Aiuti umanitari

L’aborto come risposta all’emergenza umanitaria? L’Onu dice no

di Gabriele Soliani

Per l’Organizzazione Mondiale della Sanità, la Planned Parenthood e l’Ipas l’accesso all’aborto libero deve essere inserito tra gli aiuti ai Paesi poveri. L’Assemblea Generale dell’Onu, tuttavia, si rifiuta. Una piccola vittoria, ma è meglio non abbassare la guardia.

Prima di concludere il 2017 al palazzo di vetro dell’ONU è successo qualcosa che ha sorpreso gli ambienti laicisti. Una specie di vittoria “prolife”, almeno in teoria. L’Assemblea Generale delle Nazioni Unite ha rifiutato di considerare l’aborto come parte essenziale della risposta all’emergenza umanitaria.

Già dalla scorsa estate il Consiglio Economico e Sociale delle Nazioni Unite raccomandava l’approvazione nel “pacchetto” di servizi minimi essenziali di salute sessuale e riproduttiva, noto come MISP, dell’accesso all’aborto “sicuro e legale”. Questo nel progetto degli aiuti umanitari.

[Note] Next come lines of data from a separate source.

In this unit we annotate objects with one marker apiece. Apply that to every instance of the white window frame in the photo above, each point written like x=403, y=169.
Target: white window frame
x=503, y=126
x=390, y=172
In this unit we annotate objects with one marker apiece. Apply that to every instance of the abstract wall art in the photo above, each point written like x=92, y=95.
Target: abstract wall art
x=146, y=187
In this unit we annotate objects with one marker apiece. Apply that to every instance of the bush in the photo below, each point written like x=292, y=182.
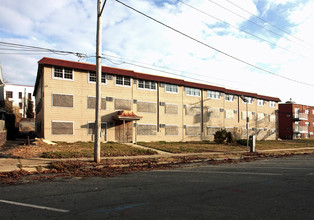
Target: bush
x=223, y=136
x=242, y=142
x=229, y=137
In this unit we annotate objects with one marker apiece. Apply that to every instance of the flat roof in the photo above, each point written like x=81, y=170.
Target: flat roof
x=123, y=72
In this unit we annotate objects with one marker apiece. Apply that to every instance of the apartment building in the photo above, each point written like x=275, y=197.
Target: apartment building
x=296, y=121
x=18, y=95
x=142, y=107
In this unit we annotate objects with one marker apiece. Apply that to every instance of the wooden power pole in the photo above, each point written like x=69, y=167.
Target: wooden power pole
x=97, y=123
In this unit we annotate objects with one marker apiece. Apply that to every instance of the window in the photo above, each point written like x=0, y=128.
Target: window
x=123, y=80
x=62, y=73
x=92, y=77
x=272, y=104
x=9, y=94
x=62, y=100
x=62, y=128
x=213, y=95
x=249, y=100
x=145, y=84
x=229, y=98
x=171, y=88
x=260, y=102
x=146, y=129
x=192, y=91
x=91, y=127
x=91, y=102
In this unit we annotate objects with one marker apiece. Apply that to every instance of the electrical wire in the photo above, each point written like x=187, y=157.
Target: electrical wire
x=263, y=20
x=261, y=26
x=244, y=31
x=213, y=48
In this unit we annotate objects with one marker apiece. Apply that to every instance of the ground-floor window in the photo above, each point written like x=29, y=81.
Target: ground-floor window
x=191, y=130
x=171, y=130
x=62, y=127
x=146, y=129
x=91, y=127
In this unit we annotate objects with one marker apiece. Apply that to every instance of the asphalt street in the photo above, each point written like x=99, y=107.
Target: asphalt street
x=280, y=188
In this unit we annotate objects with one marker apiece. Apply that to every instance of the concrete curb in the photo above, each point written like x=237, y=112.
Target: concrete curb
x=36, y=164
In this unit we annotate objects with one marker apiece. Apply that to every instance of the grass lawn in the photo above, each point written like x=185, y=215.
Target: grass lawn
x=206, y=146
x=192, y=147
x=86, y=149
x=73, y=150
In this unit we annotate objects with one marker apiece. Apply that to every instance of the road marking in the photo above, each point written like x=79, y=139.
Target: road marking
x=222, y=172
x=34, y=206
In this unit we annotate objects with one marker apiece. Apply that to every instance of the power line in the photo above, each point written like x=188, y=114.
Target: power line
x=140, y=64
x=280, y=29
x=261, y=26
x=262, y=39
x=20, y=47
x=211, y=47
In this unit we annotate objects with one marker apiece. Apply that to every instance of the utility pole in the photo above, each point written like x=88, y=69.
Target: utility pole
x=97, y=123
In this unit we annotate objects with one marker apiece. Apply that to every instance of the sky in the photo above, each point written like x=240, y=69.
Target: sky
x=258, y=46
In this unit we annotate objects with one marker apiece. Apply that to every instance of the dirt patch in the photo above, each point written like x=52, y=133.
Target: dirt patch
x=111, y=168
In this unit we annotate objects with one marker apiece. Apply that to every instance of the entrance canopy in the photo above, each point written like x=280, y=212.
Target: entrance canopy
x=126, y=116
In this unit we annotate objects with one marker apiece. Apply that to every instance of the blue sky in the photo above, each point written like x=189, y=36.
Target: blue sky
x=70, y=25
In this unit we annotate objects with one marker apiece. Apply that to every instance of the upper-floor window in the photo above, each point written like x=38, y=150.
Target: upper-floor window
x=171, y=88
x=63, y=73
x=192, y=91
x=145, y=84
x=9, y=94
x=272, y=104
x=260, y=102
x=249, y=100
x=229, y=97
x=123, y=80
x=92, y=77
x=213, y=95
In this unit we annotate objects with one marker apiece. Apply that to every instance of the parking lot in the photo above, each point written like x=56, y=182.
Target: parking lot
x=281, y=188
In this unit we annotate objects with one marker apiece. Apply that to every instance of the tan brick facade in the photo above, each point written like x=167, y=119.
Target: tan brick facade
x=171, y=109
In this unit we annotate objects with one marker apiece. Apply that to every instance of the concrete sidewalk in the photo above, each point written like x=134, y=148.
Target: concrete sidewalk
x=32, y=164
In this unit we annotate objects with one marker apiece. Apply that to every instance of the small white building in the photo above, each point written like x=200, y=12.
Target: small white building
x=18, y=95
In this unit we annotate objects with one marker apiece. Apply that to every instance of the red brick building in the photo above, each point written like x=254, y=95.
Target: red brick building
x=295, y=121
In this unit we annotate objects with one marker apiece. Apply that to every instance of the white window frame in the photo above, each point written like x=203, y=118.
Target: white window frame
x=93, y=122
x=103, y=76
x=272, y=104
x=148, y=124
x=197, y=135
x=229, y=97
x=171, y=134
x=123, y=81
x=63, y=73
x=192, y=92
x=66, y=122
x=149, y=83
x=260, y=102
x=100, y=102
x=248, y=99
x=213, y=94
x=61, y=106
x=170, y=87
x=171, y=104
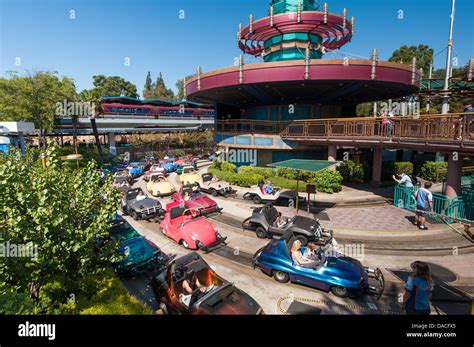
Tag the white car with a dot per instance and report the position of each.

Fino all’estate scorsa l’aborto non figurava fra gli aiuti ai Paesi poveri. C’è voluto lo zampino delle multinazionali dell’aborto come Planned Parenthood e Ipas, agenzia quest’ultima che riporta nel sito istituzionale la sua missione che proclama: “Lavoriamo globalmente per garantire che le donne e le ragazze abbiano un migliore accesso all’aborto e alla contraccezione”. Fra le agenzie dell’ONU è stata proprio l’UNFPA, Fondo per la Popolazione delle Nazioni Unite, l’attore chiave del MISP che ha spinto per promuovere l’aborto come “emergenza umanitaria”.

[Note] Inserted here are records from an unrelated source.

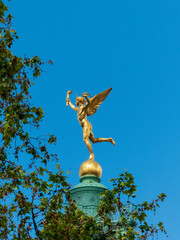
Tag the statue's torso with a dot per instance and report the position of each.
(81, 115)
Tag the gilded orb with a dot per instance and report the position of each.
(90, 167)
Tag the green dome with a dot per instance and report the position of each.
(87, 194)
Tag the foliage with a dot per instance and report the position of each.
(35, 202)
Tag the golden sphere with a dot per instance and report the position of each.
(90, 167)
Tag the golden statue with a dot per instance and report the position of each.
(83, 111)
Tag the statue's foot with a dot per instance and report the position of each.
(112, 141)
(91, 156)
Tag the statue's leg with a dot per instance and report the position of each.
(86, 133)
(96, 140)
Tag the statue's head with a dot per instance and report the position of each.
(80, 100)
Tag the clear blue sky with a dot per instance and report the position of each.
(132, 46)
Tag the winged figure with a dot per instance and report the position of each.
(86, 107)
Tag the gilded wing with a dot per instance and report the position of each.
(95, 101)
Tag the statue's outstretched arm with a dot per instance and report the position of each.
(85, 95)
(68, 102)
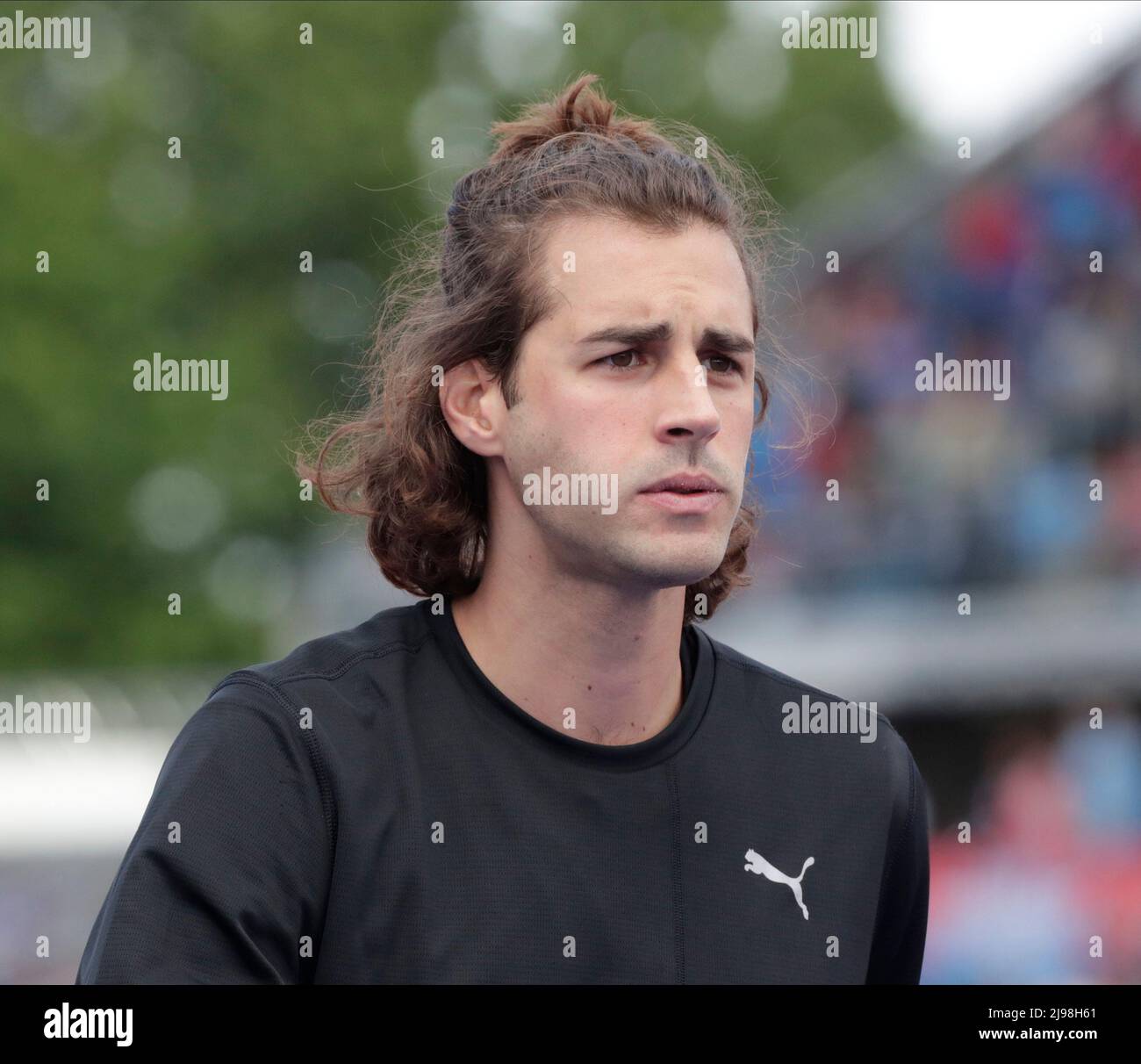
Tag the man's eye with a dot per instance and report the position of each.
(621, 354)
(730, 364)
(734, 365)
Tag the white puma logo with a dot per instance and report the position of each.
(757, 863)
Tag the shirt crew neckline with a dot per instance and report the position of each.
(638, 755)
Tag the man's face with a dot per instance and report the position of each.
(681, 402)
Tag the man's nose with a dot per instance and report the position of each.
(687, 406)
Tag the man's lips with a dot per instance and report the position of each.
(685, 494)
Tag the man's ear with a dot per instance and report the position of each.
(474, 407)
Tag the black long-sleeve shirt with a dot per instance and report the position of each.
(372, 809)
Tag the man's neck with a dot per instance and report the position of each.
(613, 660)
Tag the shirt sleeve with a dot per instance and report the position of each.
(901, 924)
(228, 871)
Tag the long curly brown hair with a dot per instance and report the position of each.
(467, 289)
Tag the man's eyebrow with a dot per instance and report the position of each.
(723, 339)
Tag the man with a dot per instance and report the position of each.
(544, 771)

Ma come è suo solito l’UNFPA (che quest’anno ha perso i finanziamenti degli USA) ha cercato di farlo passare in modo subdolo e quasi nascosto. Infatti non nominava l’aborto tra gli obiettivi principali del MISP ma lo menzionava solo in una piccola nota, mentre l’Organizzazione Mondiale della Sanità, la Planned Parenthood e l’Ipas avrebbero preferito un approccio più diretto. Comunque nella versione finale del MISP l’accesso all’aborto sicuro è considerato come una “necessità” negli ordinamenti giuridici di tutti gli Stati e in tutte le politiche nazionali e si chiede che debba esserci l’aborto tra gli aiuti umanitari.

Fra i “servizi essenziali” non sono menzionati invece quelli che sarebbero il minimo e cioè l’accesso alla salute, all’acqua, ai servizi igienici, al cibo o riparo di base. Forse questa palese discrepanza e ingiustizia ha spinto l’Assemblea Generale dell’ONU a rifiutare l’aborto come parte essenziale della risposta all’emergenza umanitaria. Una piccola vittoria che ha infastidito le Agenzie le quali vedono scricchiolare tutte le loro sicurezze. I Paesi dell’est Europa hanno invertito la tendenza e cominciano a proporre risposte concrete alternative all’aborto. Non ci facciamo però molte illusioni perché i pro aborto hanno molti tentacoli e stratagemmi persuasivi impensati, oltre a molti denari.